In response to a petition filed by CropLife America (CLA), industry interest groups and environmental activists, a Sixth Circuit U.S. Federal Court panel has vacated EPA's NPDES (National Pollutant Discharge Elimination System) Final Rule. In discharging the Final Rule, the panel held that the Rule was an unreasonable interpretation of the Clean Water Act but agreed with EPA's assertion that not all pesticides should be classified as pollutants.



"We maintain that pesticides should not be classified as pollutants under the CWA, as they serve an intended beneficial purpose and are well regulated already by EPA's Office of Pesticides," said Jay Vroom, CLA president and CEO. "Though we're disappointed by other parts of the court's conclusion, we are pleased that the panel acknowledged that EPA was correct in its determination that not all pesticides should be considered pollutants."

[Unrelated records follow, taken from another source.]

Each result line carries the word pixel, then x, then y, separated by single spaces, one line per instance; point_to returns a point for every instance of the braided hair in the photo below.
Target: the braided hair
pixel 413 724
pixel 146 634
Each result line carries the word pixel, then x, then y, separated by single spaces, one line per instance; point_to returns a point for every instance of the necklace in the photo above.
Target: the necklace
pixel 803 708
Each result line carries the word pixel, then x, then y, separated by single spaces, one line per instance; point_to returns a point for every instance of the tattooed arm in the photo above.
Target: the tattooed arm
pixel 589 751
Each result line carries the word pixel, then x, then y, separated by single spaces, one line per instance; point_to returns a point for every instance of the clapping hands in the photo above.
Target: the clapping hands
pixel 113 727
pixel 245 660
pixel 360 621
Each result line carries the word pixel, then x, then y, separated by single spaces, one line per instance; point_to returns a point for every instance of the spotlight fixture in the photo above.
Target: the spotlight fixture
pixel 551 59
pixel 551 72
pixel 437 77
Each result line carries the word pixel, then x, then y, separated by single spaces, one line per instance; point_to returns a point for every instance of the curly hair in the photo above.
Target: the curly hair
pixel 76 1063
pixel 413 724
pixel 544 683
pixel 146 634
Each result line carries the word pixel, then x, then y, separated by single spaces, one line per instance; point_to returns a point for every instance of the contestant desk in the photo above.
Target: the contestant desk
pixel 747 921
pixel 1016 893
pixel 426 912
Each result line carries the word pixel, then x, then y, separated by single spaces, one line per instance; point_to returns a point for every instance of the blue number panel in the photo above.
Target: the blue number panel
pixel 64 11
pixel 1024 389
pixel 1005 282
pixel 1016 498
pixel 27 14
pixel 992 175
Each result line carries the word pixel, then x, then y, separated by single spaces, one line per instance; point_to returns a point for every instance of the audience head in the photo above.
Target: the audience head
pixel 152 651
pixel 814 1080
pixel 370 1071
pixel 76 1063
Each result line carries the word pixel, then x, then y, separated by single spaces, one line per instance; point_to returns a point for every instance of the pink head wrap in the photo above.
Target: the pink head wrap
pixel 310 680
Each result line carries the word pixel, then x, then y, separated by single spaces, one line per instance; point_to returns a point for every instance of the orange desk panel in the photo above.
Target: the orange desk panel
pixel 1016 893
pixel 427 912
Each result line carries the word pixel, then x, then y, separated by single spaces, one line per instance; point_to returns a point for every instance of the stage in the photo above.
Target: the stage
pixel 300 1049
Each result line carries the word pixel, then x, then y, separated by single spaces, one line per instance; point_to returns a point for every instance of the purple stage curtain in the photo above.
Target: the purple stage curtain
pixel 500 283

The panel declined to follow other courts, specifically in No Spray Coalition vs. City of New York and Peconic Baykeeper vs. Suffolk County, which found that miniscule residues in water are a natural consequence of the use of the pesticides for the purpose for which they were approved by EPA. Though the panel made no recommendation or directive to EPA in its opinion, as a result of the Sixth Circuit's ruling the administration of NPDES permit requirements for pesticides will revert to those procedures in place prior to the adoption of the Final Rule. Petitioners have 45 days to file for appeal with the entire Sixth Circuit.



"There are legal questions raised by this decision which are left unanswered," said Doug Nelson, CLA executive vice president and general counsel. "As a result, this ruling may require further review by this court en banc, a subsequent court decision or a legislative solution to insure American agriculture is not jeopardized."



"The crop protection industry and our regulators take environmental and health concerns into account as products are developed and registered for the purpose of supporting America's agriculture to ensure the nation's food supply remains abundant and affordable," Vroom said. "Of course, pesticides serve many other beneficial purposes in addition to agricultural uses-protecting rights-of-way from invasive weeds, controlling disease spreading mosquitoes, and checking plant diseases that attack ornamental plants. Along with Congressionally mandated pesticide regulation carefully administered by EPA, state governments play a key role in helping with enforcement of pesticide use restrictions. With this network of existing well defined regulation, we're confident that both America's waters and crops are properly protected."